U.S. Department of Energy


Date of this Version



Applied And Environmental Microbiology, Aug. 2011, P. 5584–5590 Vol. 77, No. 16


Shewanella oneidensis MR-1 possesses a periplasmic [NiFe]-hydrogenase (MR-1 [NiFe]-H2ase) that has been implicated in H2 production and oxidation as well as technetium [Tc(VII)] reduction. To characterize the roles of MR-1 [NiFe]-H2ase in these proposed reactions, the genes encoding both subunits of MR-1 [NiFe]-H2ase were cloned and then expressed in an MR-1 mutant without hyaB and hydA genes. Expression of recombinant MR-1 [NiFe]-H2ase in trans restored the mutant’s ability to produce H2 at 37% of that for the wild type. Following purification, MR-1 [NiFe]-H2ase coupled H2 oxidation to reduction of Tc(VII)O4 - and methyl viologen.
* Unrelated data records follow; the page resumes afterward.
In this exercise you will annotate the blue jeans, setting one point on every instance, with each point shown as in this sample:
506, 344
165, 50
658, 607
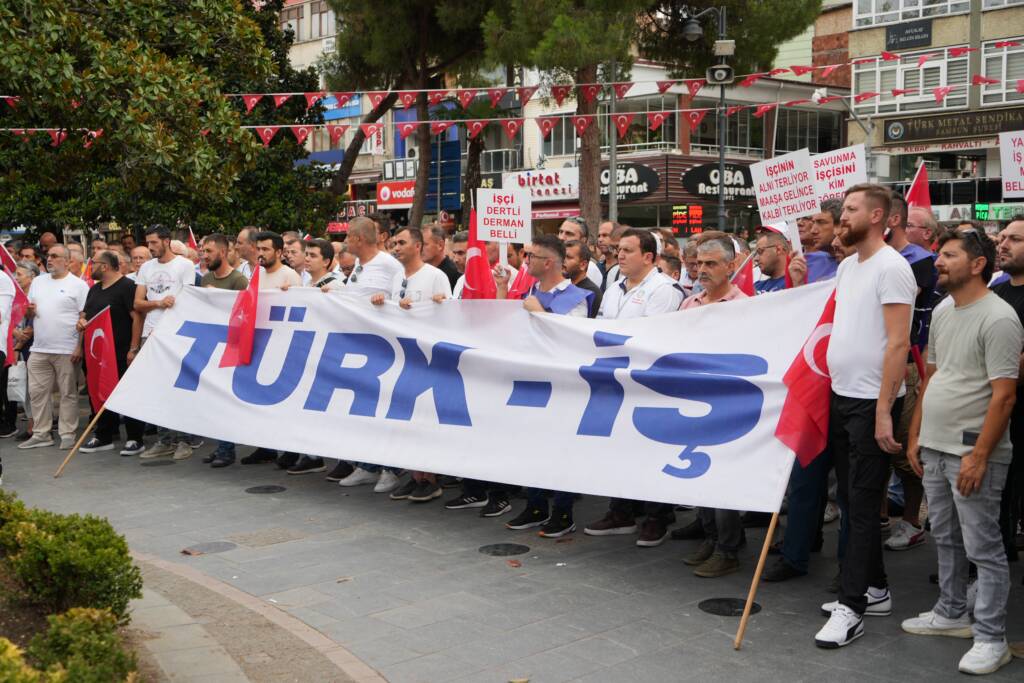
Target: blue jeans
967, 529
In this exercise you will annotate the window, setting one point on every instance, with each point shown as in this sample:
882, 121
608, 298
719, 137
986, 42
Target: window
1007, 66
882, 77
291, 19
322, 16
876, 12
561, 139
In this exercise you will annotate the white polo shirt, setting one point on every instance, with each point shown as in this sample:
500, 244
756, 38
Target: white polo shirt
656, 294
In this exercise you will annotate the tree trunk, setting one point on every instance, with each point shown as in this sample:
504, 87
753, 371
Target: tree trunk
472, 179
590, 157
352, 151
423, 170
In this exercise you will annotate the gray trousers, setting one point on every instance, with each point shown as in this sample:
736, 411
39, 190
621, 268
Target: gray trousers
724, 527
967, 529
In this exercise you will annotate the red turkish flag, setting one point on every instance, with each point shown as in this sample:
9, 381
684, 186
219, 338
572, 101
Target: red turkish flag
266, 133
919, 196
694, 117
546, 124
408, 98
312, 98
511, 127
376, 97
496, 95
437, 127
941, 92
242, 326
336, 131
100, 358
479, 283
803, 425
623, 122
407, 129
250, 101
466, 97
655, 119
582, 123
560, 92
300, 132
590, 91
525, 93
371, 129
17, 307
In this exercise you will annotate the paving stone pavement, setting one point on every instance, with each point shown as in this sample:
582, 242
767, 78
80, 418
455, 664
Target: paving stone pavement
404, 588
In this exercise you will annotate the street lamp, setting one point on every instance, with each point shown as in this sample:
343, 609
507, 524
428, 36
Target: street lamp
692, 32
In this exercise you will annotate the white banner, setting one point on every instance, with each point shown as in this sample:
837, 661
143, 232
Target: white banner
680, 408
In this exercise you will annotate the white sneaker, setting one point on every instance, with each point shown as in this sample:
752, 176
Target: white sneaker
37, 441
930, 624
904, 537
877, 606
985, 657
359, 477
843, 627
387, 482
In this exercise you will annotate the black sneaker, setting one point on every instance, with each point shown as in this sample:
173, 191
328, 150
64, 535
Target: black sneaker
94, 444
464, 502
528, 518
287, 461
557, 525
340, 471
307, 465
404, 491
497, 506
425, 492
260, 456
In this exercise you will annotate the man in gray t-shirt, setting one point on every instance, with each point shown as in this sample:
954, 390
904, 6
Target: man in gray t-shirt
958, 442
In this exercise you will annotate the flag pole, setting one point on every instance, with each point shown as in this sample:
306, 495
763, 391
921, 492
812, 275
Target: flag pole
737, 643
81, 439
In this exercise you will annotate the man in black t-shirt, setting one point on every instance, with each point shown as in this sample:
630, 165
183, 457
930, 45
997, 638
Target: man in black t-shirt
1011, 260
114, 290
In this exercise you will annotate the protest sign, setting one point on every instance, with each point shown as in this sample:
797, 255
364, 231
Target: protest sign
785, 187
1012, 162
837, 170
629, 408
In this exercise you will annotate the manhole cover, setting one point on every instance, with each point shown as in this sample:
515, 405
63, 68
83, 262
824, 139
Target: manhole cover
208, 548
727, 606
504, 549
265, 489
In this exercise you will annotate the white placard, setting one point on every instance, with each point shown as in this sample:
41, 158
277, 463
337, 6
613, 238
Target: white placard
837, 170
785, 187
1012, 161
504, 215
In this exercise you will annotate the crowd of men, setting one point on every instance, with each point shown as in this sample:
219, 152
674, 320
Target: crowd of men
925, 358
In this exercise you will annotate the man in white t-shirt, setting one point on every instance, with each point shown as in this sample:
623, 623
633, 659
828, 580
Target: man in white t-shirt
54, 302
158, 283
875, 293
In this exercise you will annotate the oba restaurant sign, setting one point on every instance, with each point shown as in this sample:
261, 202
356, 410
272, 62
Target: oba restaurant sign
546, 185
633, 181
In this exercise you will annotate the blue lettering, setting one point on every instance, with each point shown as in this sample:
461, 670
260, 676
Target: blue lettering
440, 376
207, 336
247, 387
708, 378
364, 382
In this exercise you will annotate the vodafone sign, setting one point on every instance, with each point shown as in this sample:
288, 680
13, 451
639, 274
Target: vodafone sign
395, 195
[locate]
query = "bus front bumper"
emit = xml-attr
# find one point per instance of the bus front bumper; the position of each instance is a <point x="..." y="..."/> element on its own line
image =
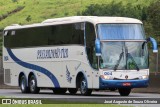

Change of the buffers used affected MR-1 [NiFe]-H2ase-mediated reduction of Tc(VII)O4- but not methyl viologen. Under the conditions tested, all Tc(VII)O4- used was reduced in Tris buffer, while in HEPES buffer, only 20% of Tc(VII)O4- was reduced. The reduced products were soluble in Tris buffer but insoluble in HEPES buffer. Transmission electron microscopy analysis revealed that Tc precipitates reduced in HEPES buffer were aggregates of crystallites with diameters of ~5 nm. Measurements with X-ray absorption near-edge spectroscopy revealed that the reduction products were a mixture of Tc(IV) and Tc(V) in Tris buffer but only Tc(IV) in HEPES buffer. Measurements with extended X-ray adsorption fine structure showed that while the Tc bonding environment in Tris buffer could not be determined, the Tc(IV) product in HEPES buffer was very similar to Tc(IV)O2nH2O, which was also the product of Tc(VII)O4- reduction by MR-1 cells. These results shows for the first time that MR-1 [NiFe]-H2ase catalyzes Tc(VII)O4- reduction directly by coupling to H2 oxidation.